Things to be implemented:
- game data exchange service and encrypted tunnel handling
- GUI for the games
- GUI for game handling
We intend to provide this plugin as an example to allow people to develop their own plugins.
IPv6 Support
Retroshare 0.6.x offers interesting community primitives based on cryptography such as pseudo-anonymous identities, reputation handling and circles of friends, but it still lack IPv6 support that is a fundamental to complete the appeal with community networks.
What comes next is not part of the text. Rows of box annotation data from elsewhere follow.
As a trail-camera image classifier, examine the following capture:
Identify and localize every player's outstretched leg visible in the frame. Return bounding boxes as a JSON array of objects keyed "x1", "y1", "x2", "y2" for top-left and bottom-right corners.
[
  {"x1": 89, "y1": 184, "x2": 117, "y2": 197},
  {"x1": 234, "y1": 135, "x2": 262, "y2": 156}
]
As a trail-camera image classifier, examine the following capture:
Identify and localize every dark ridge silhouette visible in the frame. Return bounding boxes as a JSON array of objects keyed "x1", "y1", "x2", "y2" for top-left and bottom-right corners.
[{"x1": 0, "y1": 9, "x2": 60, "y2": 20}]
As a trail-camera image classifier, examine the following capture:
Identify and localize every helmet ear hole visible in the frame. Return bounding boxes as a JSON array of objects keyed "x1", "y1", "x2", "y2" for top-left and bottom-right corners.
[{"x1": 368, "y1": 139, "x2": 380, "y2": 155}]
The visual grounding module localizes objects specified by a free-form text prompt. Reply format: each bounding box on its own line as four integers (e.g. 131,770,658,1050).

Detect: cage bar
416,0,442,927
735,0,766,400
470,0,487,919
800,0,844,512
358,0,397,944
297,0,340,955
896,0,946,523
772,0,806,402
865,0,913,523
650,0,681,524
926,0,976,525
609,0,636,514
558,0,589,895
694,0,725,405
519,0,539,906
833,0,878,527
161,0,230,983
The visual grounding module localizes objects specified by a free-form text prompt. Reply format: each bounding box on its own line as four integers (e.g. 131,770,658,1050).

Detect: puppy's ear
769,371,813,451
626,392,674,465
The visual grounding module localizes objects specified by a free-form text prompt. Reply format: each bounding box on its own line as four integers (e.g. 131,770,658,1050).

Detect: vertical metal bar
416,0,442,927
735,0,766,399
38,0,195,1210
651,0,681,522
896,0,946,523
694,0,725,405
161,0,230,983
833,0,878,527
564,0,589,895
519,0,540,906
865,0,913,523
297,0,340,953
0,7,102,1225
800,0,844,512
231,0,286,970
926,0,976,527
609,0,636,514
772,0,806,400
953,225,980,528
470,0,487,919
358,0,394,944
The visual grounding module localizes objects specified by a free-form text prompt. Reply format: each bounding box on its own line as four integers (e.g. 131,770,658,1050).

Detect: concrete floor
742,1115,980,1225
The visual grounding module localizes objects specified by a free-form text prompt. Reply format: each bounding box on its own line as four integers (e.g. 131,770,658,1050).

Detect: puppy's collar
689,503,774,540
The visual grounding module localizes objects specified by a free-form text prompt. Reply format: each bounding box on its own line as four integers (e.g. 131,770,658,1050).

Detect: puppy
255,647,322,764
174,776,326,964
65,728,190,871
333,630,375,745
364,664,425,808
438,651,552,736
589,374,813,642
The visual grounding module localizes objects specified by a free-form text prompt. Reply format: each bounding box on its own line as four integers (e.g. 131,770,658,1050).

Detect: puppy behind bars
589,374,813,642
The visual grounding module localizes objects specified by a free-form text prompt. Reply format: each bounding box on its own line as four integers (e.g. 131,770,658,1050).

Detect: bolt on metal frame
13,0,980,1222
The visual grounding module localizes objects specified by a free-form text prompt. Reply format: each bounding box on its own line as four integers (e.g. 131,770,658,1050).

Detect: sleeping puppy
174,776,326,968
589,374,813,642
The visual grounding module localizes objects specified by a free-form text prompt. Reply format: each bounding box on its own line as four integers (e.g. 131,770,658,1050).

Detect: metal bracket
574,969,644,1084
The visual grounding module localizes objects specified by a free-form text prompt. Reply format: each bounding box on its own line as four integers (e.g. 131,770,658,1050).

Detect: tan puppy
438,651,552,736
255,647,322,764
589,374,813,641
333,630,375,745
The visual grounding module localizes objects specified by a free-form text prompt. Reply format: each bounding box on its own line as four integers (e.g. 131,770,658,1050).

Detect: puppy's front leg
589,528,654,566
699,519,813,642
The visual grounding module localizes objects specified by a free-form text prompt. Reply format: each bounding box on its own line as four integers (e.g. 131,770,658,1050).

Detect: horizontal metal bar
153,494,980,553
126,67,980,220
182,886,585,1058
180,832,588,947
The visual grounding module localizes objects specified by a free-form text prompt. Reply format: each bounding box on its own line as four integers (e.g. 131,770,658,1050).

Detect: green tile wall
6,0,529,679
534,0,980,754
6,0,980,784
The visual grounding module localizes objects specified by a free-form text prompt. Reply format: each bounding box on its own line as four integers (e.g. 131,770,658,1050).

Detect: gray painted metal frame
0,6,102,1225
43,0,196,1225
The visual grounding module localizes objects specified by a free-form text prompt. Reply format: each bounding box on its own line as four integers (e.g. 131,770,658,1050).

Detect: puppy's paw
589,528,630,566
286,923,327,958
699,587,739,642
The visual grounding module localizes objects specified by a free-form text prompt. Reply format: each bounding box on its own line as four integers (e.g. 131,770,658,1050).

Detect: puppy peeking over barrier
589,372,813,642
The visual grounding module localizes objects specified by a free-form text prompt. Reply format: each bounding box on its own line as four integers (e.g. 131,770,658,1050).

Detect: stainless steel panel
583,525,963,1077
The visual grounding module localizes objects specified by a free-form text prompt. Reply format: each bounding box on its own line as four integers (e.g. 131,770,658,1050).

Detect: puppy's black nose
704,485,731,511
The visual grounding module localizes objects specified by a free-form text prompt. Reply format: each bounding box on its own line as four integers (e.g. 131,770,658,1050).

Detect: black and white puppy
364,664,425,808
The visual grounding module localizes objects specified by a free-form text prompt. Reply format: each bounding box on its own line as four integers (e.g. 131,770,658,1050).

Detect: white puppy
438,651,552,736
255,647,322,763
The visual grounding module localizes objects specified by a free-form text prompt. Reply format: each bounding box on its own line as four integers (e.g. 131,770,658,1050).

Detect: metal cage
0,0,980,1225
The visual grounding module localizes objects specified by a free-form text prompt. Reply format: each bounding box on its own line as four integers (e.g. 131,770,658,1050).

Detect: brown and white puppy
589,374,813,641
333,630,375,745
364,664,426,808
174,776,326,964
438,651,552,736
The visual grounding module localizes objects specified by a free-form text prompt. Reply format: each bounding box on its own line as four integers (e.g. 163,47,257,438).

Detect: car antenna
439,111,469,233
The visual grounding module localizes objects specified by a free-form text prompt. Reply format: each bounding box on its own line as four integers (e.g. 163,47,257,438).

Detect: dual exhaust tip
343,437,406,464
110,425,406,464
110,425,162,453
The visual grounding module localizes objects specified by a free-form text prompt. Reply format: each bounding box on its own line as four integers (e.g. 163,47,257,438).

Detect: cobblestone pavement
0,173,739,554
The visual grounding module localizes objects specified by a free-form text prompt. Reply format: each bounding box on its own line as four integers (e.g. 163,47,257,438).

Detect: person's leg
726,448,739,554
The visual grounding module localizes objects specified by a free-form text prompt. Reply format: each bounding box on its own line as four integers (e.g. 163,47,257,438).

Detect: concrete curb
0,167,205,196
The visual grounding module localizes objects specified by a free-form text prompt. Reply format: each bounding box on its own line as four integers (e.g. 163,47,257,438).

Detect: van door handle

The student should implement IPv6 support in RetroShare low level networking code in, and extend higher layer parts to support multiple kind of addressing. That probably means re-writing parts of the network addressing layer which needs an additional level of abstraction.
This is a challenging project, but quite essential for the future of the software.
Censorship Avoidance
Community networks are about freedom and decentralization, RetroShare brings principle that motivates community networks to application layer, and it is very suitable for use in our community networks because it take advantage of the decentralized nature of the network, still our physical infrastructure doesn’t cover the whole world, and lot of people around the world suffer censorship and severe limitations to freedom of speech and communication. Implementing censorship avoidance in RetroShare we could bring some more communication freedom to people that live far from a community network while expanding our physical networks to reach them, the idea is about disguise the RetroShare traffic as HTTP (when necessary) that is usually not blocked/filtered and can cross also restrictive proxy. This include RetroShare binding on some “carriage free” ports like 80 (where user give it permission), and encapsulating RetroShare traffic as HTTP requests with some long polling strategy, imitating transfer of normal HTML pages with images etc etc. The idea can evolve as firewall get more strict implementing some more steganography painlessly, this would be an innovative technique for a P2P network and make posing serious cost effectiveness threats to a potential censor.
Having support for adding friends through WebUI would be nice.